Karena itu sejak dini para ulama salaf sudah mengembangkan sistem akhlak dan etika berbeda pendapat. Di mana intinya adalah mereka saling menghormati, menjunjung tinggi dan saling menghargai pendapat saudaranya yang sekiranya tidak sama dengan apa yang mereka pahami. Tidak pernah kita dengar para salafus shalih itu saling mencaci, saling memaki atau saling menghujat bahkan mengumbar aib saudaranya di depan khalayak. Akhlak mereka sungguh sangat mulia seiring bersama keluasan ilmu yang mereka miliki.

Keadaan ini seringkali berbanding terbalik dengan fenomena di masa kita sekarang ini. Begitu mudahnya orang-orang yang mengaku pengikut ulama salaf, namun perbuatan, perkataan dan akhlaknya justru menginjak-injak etika para salaf. Lidah mereka lebih sering mencaci maki orang lain ketimbang berzikir kepada Allah. Tulisan mereka lebih sering merupakan hujatan dan umpatan ketimbang ajakan.

Bahkan seringkali merasa hanya kelompok mereka saja yang berhak mengeluarkan fatwa, sedangkan siapapun yang punya fatwa yang berbeda dengan mereka, meski datang dari tulisan para salafushshalih sendiri, langsung dihujat habis-habisan dan dituduh sebagai ahli bid’ah yang pasti masuk neraka. Nauzu billahi min zalik.

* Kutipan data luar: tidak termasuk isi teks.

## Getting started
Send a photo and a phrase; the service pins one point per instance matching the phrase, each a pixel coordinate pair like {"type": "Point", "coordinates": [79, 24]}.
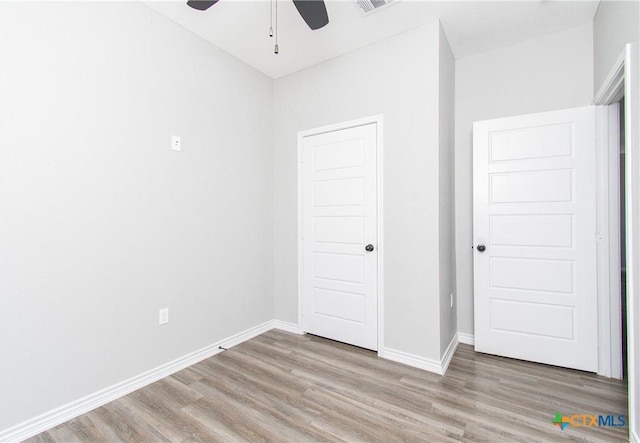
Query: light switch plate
{"type": "Point", "coordinates": [163, 316]}
{"type": "Point", "coordinates": [176, 144]}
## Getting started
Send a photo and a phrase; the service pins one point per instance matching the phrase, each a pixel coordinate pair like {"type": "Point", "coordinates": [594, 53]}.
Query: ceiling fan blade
{"type": "Point", "coordinates": [201, 5]}
{"type": "Point", "coordinates": [313, 12]}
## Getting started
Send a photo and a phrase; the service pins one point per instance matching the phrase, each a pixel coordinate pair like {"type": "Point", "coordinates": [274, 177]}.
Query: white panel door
{"type": "Point", "coordinates": [339, 209]}
{"type": "Point", "coordinates": [535, 238]}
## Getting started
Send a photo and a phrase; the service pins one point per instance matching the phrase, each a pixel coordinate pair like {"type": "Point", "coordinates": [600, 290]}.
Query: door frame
{"type": "Point", "coordinates": [625, 78]}
{"type": "Point", "coordinates": [608, 240]}
{"type": "Point", "coordinates": [378, 121]}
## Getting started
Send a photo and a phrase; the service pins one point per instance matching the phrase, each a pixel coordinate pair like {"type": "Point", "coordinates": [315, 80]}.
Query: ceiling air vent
{"type": "Point", "coordinates": [369, 6]}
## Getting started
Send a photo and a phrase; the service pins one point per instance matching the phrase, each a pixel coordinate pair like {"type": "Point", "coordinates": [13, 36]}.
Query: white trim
{"type": "Point", "coordinates": [624, 79]}
{"type": "Point", "coordinates": [632, 150]}
{"type": "Point", "coordinates": [467, 339]}
{"type": "Point", "coordinates": [608, 241]}
{"type": "Point", "coordinates": [378, 120]}
{"type": "Point", "coordinates": [54, 417]}
{"type": "Point", "coordinates": [436, 366]}
{"type": "Point", "coordinates": [287, 327]}
{"type": "Point", "coordinates": [448, 353]}
{"type": "Point", "coordinates": [413, 360]}
{"type": "Point", "coordinates": [612, 88]}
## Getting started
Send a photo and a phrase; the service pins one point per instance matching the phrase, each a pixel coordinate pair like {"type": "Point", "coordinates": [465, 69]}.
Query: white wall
{"type": "Point", "coordinates": [616, 23]}
{"type": "Point", "coordinates": [446, 100]}
{"type": "Point", "coordinates": [101, 224]}
{"type": "Point", "coordinates": [542, 74]}
{"type": "Point", "coordinates": [397, 77]}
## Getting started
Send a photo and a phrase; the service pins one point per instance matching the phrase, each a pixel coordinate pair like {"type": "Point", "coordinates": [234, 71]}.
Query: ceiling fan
{"type": "Point", "coordinates": [313, 12]}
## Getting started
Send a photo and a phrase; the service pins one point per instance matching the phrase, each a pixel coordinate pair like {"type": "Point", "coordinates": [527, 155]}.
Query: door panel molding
{"type": "Point", "coordinates": [535, 281]}
{"type": "Point", "coordinates": [378, 121]}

Padahal para salafus-shalih di masa lalu terbiasa denganperbedaan pendapat. Justru ciri khas mereka adalah berbeda pendapat, namun tetap saling menyayangi bahkan sangat mesra. Caci maki, umpatan, hujatan dan tuduhan sebagai ahli neraka tidak pernah mereka contohkan. Sebab perbedaan pendapat dalam masalah hukum adalah sebuah keniscayaan, mutlak dan pasti terjadi.

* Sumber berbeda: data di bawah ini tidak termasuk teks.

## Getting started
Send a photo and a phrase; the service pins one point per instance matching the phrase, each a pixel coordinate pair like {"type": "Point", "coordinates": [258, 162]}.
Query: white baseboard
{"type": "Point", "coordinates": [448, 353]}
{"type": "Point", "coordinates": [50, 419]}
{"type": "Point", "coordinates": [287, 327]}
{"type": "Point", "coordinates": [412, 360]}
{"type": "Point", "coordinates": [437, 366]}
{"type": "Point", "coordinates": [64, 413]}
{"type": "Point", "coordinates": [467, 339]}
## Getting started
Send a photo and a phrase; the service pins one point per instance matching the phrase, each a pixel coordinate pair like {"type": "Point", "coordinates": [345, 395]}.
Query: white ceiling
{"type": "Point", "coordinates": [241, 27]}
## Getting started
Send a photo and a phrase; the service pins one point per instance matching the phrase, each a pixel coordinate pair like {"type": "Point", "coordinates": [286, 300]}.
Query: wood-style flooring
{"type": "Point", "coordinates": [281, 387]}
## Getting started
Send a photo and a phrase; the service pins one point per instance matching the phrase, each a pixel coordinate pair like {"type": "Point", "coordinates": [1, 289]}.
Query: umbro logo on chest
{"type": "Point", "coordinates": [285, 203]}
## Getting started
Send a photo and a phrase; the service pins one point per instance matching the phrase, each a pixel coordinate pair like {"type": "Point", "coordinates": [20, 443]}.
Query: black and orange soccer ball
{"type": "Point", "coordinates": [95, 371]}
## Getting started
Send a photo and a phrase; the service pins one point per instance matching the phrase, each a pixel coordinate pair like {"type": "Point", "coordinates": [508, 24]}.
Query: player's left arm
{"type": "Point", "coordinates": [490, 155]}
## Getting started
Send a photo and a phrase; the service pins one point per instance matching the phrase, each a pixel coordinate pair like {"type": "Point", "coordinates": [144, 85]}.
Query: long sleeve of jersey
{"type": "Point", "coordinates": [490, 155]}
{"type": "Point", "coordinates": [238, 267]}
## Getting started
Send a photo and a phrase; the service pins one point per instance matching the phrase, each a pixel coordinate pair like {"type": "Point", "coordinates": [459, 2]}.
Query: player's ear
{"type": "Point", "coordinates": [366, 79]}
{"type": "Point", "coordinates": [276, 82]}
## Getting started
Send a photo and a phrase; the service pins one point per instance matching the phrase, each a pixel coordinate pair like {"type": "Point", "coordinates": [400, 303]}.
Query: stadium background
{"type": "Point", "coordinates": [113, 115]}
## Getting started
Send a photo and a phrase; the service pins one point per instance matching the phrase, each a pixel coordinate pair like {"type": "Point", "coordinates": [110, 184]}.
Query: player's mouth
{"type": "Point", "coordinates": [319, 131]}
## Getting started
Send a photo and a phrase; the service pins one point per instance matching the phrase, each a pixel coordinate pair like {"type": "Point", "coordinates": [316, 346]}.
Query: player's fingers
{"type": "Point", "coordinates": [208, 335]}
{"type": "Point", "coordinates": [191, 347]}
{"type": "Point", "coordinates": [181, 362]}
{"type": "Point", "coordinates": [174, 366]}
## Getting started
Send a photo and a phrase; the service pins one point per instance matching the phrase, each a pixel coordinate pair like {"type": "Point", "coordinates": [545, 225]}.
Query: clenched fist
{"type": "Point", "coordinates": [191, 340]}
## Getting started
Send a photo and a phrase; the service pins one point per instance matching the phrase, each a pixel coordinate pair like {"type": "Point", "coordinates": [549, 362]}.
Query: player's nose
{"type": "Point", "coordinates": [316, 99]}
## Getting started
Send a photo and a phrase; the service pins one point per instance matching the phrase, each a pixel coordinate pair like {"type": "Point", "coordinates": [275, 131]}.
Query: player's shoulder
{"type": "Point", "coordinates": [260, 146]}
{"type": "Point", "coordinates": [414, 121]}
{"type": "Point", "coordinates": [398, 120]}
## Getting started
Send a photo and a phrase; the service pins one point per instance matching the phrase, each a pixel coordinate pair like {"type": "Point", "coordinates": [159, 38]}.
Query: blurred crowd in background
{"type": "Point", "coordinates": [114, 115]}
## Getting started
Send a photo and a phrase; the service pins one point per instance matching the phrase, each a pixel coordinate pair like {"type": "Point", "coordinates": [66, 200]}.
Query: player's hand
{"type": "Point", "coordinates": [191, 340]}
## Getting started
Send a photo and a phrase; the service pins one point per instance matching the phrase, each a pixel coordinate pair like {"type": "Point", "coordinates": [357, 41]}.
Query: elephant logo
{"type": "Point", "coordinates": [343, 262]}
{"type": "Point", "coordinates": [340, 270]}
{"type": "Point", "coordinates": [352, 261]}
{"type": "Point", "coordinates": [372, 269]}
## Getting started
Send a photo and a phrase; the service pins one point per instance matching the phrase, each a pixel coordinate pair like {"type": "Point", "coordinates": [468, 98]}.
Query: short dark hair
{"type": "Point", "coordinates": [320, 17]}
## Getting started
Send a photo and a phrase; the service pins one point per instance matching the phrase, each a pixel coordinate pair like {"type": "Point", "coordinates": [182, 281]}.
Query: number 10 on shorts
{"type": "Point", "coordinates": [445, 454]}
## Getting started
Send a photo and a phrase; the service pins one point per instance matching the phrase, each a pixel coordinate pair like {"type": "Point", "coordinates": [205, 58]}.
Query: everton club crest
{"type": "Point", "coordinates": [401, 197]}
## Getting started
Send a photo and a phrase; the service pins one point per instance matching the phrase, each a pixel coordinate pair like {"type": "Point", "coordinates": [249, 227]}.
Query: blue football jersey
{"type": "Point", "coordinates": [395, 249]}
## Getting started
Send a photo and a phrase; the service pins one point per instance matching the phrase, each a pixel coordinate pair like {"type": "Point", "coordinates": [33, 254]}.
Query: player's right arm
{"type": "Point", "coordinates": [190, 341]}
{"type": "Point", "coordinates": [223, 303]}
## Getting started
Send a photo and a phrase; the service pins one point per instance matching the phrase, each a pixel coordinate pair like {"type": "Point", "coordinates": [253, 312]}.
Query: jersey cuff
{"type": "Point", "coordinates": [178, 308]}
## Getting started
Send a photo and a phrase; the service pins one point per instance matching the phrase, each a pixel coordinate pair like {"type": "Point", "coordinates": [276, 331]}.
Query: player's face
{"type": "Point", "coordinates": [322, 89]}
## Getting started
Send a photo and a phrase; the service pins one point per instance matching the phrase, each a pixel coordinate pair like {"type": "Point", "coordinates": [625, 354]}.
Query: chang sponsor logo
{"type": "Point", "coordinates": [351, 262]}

Jangankan para ulama salaf, bahkan para sahabat ridhwanullahi alaihim pun seringkali berbeda pendapat. Padahal mereka hidup bersama Rasulullah pada sebuah era yang disebut dengan khairul qurun (masa terbaik). Tapi tidak satu dari sahabat itu yang memaki dengan sumpah serapah sambil menuding temannya sebagai calon penghuni neraka. Sesungguhnya apa yang dilakukan oleh segelintir orang yang kerjanya menyumpahi orang lain yang tidak sependapat dengannya bukanlah termasuk ahli salaf, karena nama dan realitanya tidak nyambung.

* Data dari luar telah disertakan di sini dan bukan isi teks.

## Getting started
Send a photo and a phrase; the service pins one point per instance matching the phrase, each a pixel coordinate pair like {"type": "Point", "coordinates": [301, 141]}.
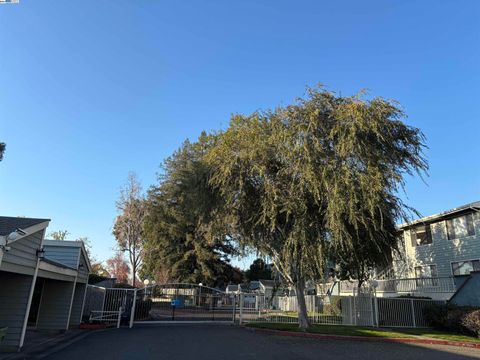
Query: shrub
{"type": "Point", "coordinates": [335, 306]}
{"type": "Point", "coordinates": [472, 322]}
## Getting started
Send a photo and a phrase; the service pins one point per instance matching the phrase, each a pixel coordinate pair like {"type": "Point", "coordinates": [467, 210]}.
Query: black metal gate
{"type": "Point", "coordinates": [183, 302]}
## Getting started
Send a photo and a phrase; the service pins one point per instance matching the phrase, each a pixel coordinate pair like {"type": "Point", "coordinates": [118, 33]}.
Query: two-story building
{"type": "Point", "coordinates": [442, 245]}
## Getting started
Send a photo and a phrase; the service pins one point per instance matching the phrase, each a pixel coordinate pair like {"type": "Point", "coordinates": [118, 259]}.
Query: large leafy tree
{"type": "Point", "coordinates": [316, 179]}
{"type": "Point", "coordinates": [182, 227]}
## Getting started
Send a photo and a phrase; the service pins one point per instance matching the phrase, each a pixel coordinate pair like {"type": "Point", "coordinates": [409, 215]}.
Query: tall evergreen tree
{"type": "Point", "coordinates": [182, 228]}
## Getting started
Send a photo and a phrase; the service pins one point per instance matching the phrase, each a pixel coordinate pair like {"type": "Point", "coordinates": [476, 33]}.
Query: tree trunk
{"type": "Point", "coordinates": [303, 321]}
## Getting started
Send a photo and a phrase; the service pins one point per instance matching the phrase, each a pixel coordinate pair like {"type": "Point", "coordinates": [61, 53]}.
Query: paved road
{"type": "Point", "coordinates": [214, 342]}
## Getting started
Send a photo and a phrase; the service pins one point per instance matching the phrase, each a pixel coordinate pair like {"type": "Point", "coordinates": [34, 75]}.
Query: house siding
{"type": "Point", "coordinates": [22, 257]}
{"type": "Point", "coordinates": [55, 305]}
{"type": "Point", "coordinates": [77, 305]}
{"type": "Point", "coordinates": [14, 293]}
{"type": "Point", "coordinates": [82, 270]}
{"type": "Point", "coordinates": [442, 251]}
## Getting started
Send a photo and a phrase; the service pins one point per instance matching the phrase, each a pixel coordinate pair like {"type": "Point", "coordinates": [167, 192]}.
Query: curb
{"type": "Point", "coordinates": [366, 338]}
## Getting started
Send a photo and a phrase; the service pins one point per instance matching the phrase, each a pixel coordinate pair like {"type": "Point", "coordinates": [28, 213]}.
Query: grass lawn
{"type": "Point", "coordinates": [369, 332]}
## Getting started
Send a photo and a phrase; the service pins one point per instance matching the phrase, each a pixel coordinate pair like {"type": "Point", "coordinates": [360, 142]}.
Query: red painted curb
{"type": "Point", "coordinates": [366, 338]}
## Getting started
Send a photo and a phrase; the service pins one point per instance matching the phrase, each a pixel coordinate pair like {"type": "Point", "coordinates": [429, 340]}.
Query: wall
{"type": "Point", "coordinates": [22, 258]}
{"type": "Point", "coordinates": [14, 293]}
{"type": "Point", "coordinates": [443, 251]}
{"type": "Point", "coordinates": [55, 305]}
{"type": "Point", "coordinates": [75, 315]}
{"type": "Point", "coordinates": [469, 293]}
{"type": "Point", "coordinates": [82, 269]}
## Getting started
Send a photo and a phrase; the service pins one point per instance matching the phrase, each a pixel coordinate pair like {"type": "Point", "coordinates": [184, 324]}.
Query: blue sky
{"type": "Point", "coordinates": [90, 90]}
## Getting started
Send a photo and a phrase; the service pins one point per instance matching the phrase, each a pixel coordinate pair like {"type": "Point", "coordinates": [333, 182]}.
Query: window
{"type": "Point", "coordinates": [426, 271]}
{"type": "Point", "coordinates": [465, 267]}
{"type": "Point", "coordinates": [460, 227]}
{"type": "Point", "coordinates": [421, 235]}
{"type": "Point", "coordinates": [426, 275]}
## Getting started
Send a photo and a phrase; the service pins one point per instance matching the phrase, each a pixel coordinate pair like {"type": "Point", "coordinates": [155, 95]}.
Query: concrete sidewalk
{"type": "Point", "coordinates": [38, 345]}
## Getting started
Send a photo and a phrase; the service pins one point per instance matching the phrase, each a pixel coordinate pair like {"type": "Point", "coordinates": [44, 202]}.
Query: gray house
{"type": "Point", "coordinates": [442, 245]}
{"type": "Point", "coordinates": [42, 282]}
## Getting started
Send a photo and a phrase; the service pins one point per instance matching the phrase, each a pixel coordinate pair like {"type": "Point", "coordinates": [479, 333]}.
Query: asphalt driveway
{"type": "Point", "coordinates": [233, 343]}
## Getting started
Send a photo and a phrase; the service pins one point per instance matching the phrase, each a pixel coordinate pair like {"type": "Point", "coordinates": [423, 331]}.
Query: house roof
{"type": "Point", "coordinates": [475, 206]}
{"type": "Point", "coordinates": [70, 244]}
{"type": "Point", "coordinates": [9, 224]}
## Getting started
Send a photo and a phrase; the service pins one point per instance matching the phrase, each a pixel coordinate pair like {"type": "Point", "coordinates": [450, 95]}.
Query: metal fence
{"type": "Point", "coordinates": [361, 310]}
{"type": "Point", "coordinates": [109, 305]}
{"type": "Point", "coordinates": [193, 303]}
{"type": "Point", "coordinates": [403, 286]}
{"type": "Point", "coordinates": [183, 302]}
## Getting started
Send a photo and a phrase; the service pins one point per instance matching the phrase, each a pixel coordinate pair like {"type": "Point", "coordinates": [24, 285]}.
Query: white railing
{"type": "Point", "coordinates": [362, 310]}
{"type": "Point", "coordinates": [404, 286]}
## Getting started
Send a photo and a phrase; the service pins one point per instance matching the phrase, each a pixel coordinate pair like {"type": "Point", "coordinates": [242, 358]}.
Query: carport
{"type": "Point", "coordinates": [42, 282]}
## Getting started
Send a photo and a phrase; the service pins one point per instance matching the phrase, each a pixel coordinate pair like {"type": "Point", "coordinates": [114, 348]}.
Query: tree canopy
{"type": "Point", "coordinates": [182, 223]}
{"type": "Point", "coordinates": [128, 227]}
{"type": "Point", "coordinates": [315, 180]}
{"type": "Point", "coordinates": [258, 270]}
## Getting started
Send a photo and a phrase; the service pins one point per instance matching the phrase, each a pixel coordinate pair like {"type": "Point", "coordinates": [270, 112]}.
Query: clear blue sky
{"type": "Point", "coordinates": [90, 90]}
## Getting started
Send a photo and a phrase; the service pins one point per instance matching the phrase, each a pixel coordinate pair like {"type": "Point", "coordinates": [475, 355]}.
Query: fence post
{"type": "Point", "coordinates": [132, 311]}
{"type": "Point", "coordinates": [103, 301]}
{"type": "Point", "coordinates": [241, 310]}
{"type": "Point", "coordinates": [119, 316]}
{"type": "Point", "coordinates": [413, 313]}
{"type": "Point", "coordinates": [234, 309]}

Semoga Allah menghindarkan kita dari kejahilan dalam memahami agama, serta mencairkan ketegangan di antara sesama umat Islam, serta menghimpun hati jutaan umat Islam dewasa ini dalam sebuah kecintaan kepada Allah. Sehingga mampu menerimaperbedaan pendapat persis sebagaimana para salafus-shalih dahulu telah mempraktekkannya.